New Year's Day: "This year, I will eat more healthfully!"

By EMILY BATTLE 

eating_healthfullyFood is one of the things that makes the holidays memorable, but if the number of local-news segments on "how to keep from packing on the pounds on the holiday party circuit" are any indication, it's also one of the biggest stresses of the season.

So inevitably, by the time New Year's Day rolls around, so many of us cling to that new calendar as a fresh start, a chance to say, "This year, I will eat more healthfully."

Jenny Craig and Weight Watchers buy loads of commercial air time. The diet books are trotted out to bookstore front tables. And at work, the lunchroom fridge fills with Lean Cuisines, diet shakes and other manufactured helping hands in the weight-loss game.

But here's a thought: If your goal is to be healthy, why not look at the midday meal as an opportunity to introduce more color, more variety and more unprocessed food into your diet, rather than lean on the same old frozen entrees that taste the same, no matter how many trendy ethnic twists their manufacturers give them?

The lunch break should be a bright spot in the day, something to look forward to and a chance to refuel both physically and mentally. Even if you're swamped and have to eat at your desk, a fresh, healthy meal is going to get you a lot farther than one of those meal replacement bars.

Resolving to eat healthfully isn't about kissing the pleasures of food goodbye. It starts by making small changes in the way you think, plan and prepare your food.

I could go on forever about how bringing a decent lunch to work is a key defensive move, and helps you ward against afternoon coffee cravings and the temptations of that box of donuts someone's always bringing in to put by the copy machine.

But this is a food column, not a diet column. So we're going to talk about ways to make the lunch you tote to the office a brighter, more pleasurable bit of midday fuel.
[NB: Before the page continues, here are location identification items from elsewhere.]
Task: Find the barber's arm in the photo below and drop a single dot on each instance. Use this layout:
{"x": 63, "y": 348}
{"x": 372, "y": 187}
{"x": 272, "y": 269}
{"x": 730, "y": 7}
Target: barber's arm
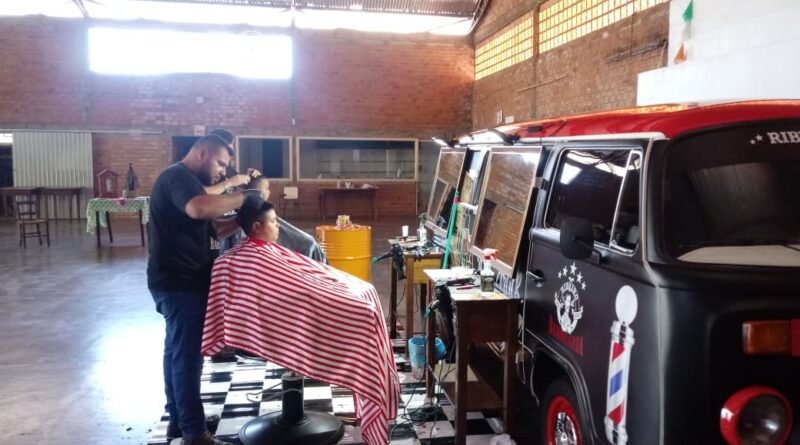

The bad news is that there's no magic wand here. It does take a little more work and planning to take something other than a frozen Lean Cuisine to the office. But just a few strategic moves on your weekly grocery trip, or during the weekend, can pay dividends during the work week.

The first key is shopping. Think of the things you normally buy for lunch, and try to find fresher, healthier and more appetizing replacements for each of them.

 chicken_wrap_400  pasta_with_tomatos_spinach_and_parma_ham_400  pan_seared_filet_of_white_fish_400

Start with bread. The key here is to mix things up. One week, you might buy your old standard whole wheat loaf. But try mixing in pita, wraps, hoagie rolls, baguettes and other types.

Find out if you have a good bakery in town and sample a different style of bread each week. Bread alone can make your lunch sparkle.

If you really want to make a change, consider experimenting with making your own bread. It's not half as hard as it sounds, and a homemade loaf beats anything you can buy at the store.

Now let's find something to put on that bread. There's a tendency here to buy those flat packages of slimy deli meat that just doesn't smell appetizing.

Sometimes fresh deli meat can help you out here, but you can do better than that. A quick batch of homemade hummus takes two cans of chickpeas, a little lemon juice, some garlic, cumin and sesame oil or tahini. You zip that up in a food processor and you've got a good base for a different sandwich every day of the week.

Eat it with turkey and cheese and avocado, with cucumbers, bean sprouts and tomatoes, with the leftover chicken from last night's dinner or with anything else that looks appetizing.

 The mix of flavors here is a lot more satisfying than the same old meat-cheese-mustard combo you've been eating since you were in grade school.

Chips are another opportunity to diversify. One place to look for inspiration here is a growing niche in the food-blogging world: bento box lunchmakers. Talk about taking lunch seriously!

Do a search for "bento box blogs" and you'll be amazed at how much time some folks are spending making the food they serve themselves and their children look pretty. If you're not into scrap-booking with food, just troll these sites for ideas for new foods to put in the "chips" slot on your lunch menu. Edamame, fruit and nut mixes and raw vegetables are a few options.

And then there's dessert. If you're like me, you need a little sweet at the end of your midday meal, otherwise you'll dig right into that donut box.

This is where a little home cooking will go a long way. I love to make homemade cookie dough on the weekend, and bake it off as the week goes on so I've got relatively fresh cookies to end my lunch with.

Is there butter in those cookies? Yes.

Isn't that bad? Well, yes, if you eat five of them, but I'd argue that the freshness and flavor of one homemade cookie will satisfy your sweet tooth better than two or more Chips Ahoy.

The other good thing about making them yourself is that you have complete control over whatstart_the_day_right_07 goes in them. Not only can you keep out preservatives and other overprocessed ingredients, but you can always add value with things like whole wheat flour, wheat germ, dried fruit and nuts. 

A good base to start with is a basic oatmeal cookie recipe. I'll dump a few tablespoons of wheat germ and whatever complementary ingredients are laying around into the dough.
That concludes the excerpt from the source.